I’m a big fan of Amazon’s “save for later” option in the cart. That way you can cycle in your wishlist to hit the free shipping threshold when you need to.

(This is already in the “General and Off-Topic Talk” thread, so feel free to discuss, or start a new “Amazon Finds” thread as well.)

I’m more of a download a sample from iBooks or Kindle so I remember to buy it later. That’s my to-read list.

I use both, samples as the “maybe” pile and Wishlist as the “to read”-list. Samples can be of limited usefulness with short works, where you’ll get a page of the forward or something and nothing else. With “Writing interactive fiction with Twine”, about half the sample was foreword and acknowledgment, but I still got a nice juicy chunk of content from the first chapter, so that’s alright. :slight_smile:

Imma say, based on the sample, it is a REALLY good tutorial for Twine. :smiley: It makes me wish I had that when I got started instead of just browsing the twine wiki until I figured it out. I very much approve of the choice to include storytelling principles from the very beginning, as one of the biggest hurdle for me learning a new program or coding language has always been “yeah, this is a bunch of stuff I can do, but what am I supposed to do with it? :confused:

While most of at least that first sample are things I already know, it uses a newer version of Twine than the one I’m used to, so it’s probably going to come in handy when I realize it’s no longer the early 2010s and decide to upgrade (it may take a while…)

Ha – this is the book I wish had been around when I was trying to figure it out. I came to it with no computer science background and had to teach myself so I could teach the kids in our computer club. Hopefully this will make it more accessible for the layperson or kids and bring another generation of people into interactive fiction.

First, congratulations, and second, “I wish my book had been around” is what I strive for with my own writing. I suppose we all can.

As for not knowing how to program–we can make it a bigger block than it is. Of course it’s not trivial, but sometimes saying “I want to do this and I know people ahead of me have made a way” is a huge help."
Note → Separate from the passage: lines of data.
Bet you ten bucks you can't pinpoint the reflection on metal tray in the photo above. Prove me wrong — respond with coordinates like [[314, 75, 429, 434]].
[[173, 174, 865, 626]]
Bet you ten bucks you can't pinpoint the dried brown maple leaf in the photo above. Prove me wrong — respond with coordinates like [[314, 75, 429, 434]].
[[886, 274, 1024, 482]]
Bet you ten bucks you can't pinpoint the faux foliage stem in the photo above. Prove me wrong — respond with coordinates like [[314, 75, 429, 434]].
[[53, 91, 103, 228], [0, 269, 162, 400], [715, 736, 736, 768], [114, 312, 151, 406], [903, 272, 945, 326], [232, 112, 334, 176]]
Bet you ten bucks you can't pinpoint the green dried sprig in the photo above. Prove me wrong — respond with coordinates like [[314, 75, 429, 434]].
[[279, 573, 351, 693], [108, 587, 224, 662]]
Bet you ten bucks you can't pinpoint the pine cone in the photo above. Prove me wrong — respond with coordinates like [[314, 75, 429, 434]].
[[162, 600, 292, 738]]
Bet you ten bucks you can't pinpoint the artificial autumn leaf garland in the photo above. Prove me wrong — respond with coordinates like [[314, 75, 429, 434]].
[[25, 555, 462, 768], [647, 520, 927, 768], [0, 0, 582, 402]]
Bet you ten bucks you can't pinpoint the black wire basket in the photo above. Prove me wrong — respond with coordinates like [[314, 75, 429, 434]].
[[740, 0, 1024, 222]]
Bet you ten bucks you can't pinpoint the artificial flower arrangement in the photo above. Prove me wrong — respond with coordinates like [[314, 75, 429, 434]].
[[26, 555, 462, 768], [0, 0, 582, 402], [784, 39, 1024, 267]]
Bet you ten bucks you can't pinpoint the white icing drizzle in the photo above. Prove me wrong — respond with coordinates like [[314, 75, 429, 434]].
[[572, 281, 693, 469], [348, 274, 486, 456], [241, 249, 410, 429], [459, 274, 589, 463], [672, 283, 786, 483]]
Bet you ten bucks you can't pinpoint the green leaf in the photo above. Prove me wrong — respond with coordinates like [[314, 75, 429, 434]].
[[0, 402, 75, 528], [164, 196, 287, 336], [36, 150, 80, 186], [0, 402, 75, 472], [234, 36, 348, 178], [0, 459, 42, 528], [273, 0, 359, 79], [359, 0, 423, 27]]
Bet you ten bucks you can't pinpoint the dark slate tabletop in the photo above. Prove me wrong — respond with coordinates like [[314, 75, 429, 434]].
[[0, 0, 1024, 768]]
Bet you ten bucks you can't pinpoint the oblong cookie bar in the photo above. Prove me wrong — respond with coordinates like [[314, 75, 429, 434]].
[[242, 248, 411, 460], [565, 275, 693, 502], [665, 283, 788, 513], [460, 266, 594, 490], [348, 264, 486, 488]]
I remember way back when, when we kids would make primitive choose your own adventure games on our Apple IIes. It’s good that spirit is still alive and probably a bit more rigorous and organized, but without losing the fun.

Yeah, and I think coding becomes much easier once you realize that so much of programming in the modern age involves typing questions into google until you figure it out. Art is the same way: it becomes so much easier once you realize that using references isn’t cheating, it’s the way it’s done!
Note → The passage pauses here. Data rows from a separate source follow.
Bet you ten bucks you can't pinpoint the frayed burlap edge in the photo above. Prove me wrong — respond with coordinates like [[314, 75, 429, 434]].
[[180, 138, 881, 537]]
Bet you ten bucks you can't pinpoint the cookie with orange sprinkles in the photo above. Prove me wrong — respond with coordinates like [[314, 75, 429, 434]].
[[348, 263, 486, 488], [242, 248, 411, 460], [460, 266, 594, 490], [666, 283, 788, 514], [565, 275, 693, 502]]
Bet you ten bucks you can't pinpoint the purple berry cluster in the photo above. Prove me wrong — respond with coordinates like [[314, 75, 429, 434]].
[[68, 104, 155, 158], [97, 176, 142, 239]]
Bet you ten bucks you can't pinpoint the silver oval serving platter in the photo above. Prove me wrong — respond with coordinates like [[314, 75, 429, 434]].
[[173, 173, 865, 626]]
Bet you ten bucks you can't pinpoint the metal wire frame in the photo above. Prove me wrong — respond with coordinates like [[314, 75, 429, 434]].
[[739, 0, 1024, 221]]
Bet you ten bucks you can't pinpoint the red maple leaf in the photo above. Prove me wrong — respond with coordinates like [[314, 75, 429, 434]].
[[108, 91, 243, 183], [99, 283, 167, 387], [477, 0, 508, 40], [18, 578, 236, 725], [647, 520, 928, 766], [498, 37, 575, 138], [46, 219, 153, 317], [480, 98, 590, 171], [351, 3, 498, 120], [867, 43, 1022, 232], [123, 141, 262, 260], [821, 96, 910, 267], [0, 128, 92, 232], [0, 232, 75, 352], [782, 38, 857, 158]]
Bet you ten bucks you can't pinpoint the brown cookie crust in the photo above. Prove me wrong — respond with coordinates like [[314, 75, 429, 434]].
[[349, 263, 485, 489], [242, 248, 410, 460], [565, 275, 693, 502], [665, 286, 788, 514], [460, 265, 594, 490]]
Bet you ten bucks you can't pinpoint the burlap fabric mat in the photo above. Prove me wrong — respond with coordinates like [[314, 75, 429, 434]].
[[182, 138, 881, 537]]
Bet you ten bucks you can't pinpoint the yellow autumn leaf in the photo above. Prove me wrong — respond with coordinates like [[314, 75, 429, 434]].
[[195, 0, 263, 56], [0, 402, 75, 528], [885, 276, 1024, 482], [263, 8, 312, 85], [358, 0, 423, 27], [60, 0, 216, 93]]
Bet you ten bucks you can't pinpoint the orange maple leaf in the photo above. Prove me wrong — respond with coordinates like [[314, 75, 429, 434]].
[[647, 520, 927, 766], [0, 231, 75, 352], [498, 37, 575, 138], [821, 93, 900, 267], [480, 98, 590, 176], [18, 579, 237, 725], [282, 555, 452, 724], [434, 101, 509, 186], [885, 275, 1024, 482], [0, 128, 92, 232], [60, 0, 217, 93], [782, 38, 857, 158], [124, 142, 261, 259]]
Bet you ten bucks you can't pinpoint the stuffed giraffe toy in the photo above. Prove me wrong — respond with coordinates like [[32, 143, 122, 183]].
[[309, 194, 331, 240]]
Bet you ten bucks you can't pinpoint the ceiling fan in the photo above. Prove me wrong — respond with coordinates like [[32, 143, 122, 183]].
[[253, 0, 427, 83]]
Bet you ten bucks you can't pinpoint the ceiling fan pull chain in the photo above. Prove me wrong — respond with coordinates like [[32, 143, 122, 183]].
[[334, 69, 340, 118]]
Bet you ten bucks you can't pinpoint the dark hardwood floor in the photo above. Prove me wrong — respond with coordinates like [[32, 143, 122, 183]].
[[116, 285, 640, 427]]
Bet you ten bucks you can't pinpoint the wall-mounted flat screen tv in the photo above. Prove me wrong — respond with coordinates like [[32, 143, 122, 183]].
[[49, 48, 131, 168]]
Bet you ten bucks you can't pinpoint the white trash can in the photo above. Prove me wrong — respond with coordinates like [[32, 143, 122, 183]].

I always love that sense of intergenerational connection when I explain Twine to someone and they go “oh yeah, that sounds like the things I used to do on my mac back when I was a kid and made silly stories about escaping from school instead of studying…” :slight_smile:

Not sure if we can count the group as organized (it’s pretty much follow-your-bliss), but it has been a lot of fun to be part of our drop-in computer club the last few years. I wish something like it had been around when I was a kid. The fact that a kid can walk into a room – for free! – and say, “I want to learn this” and then other kids or adults make it happen? It’s a pretty freakin’ cool to see 50 kids all making interactive fiction and then playing each other’s games as a group.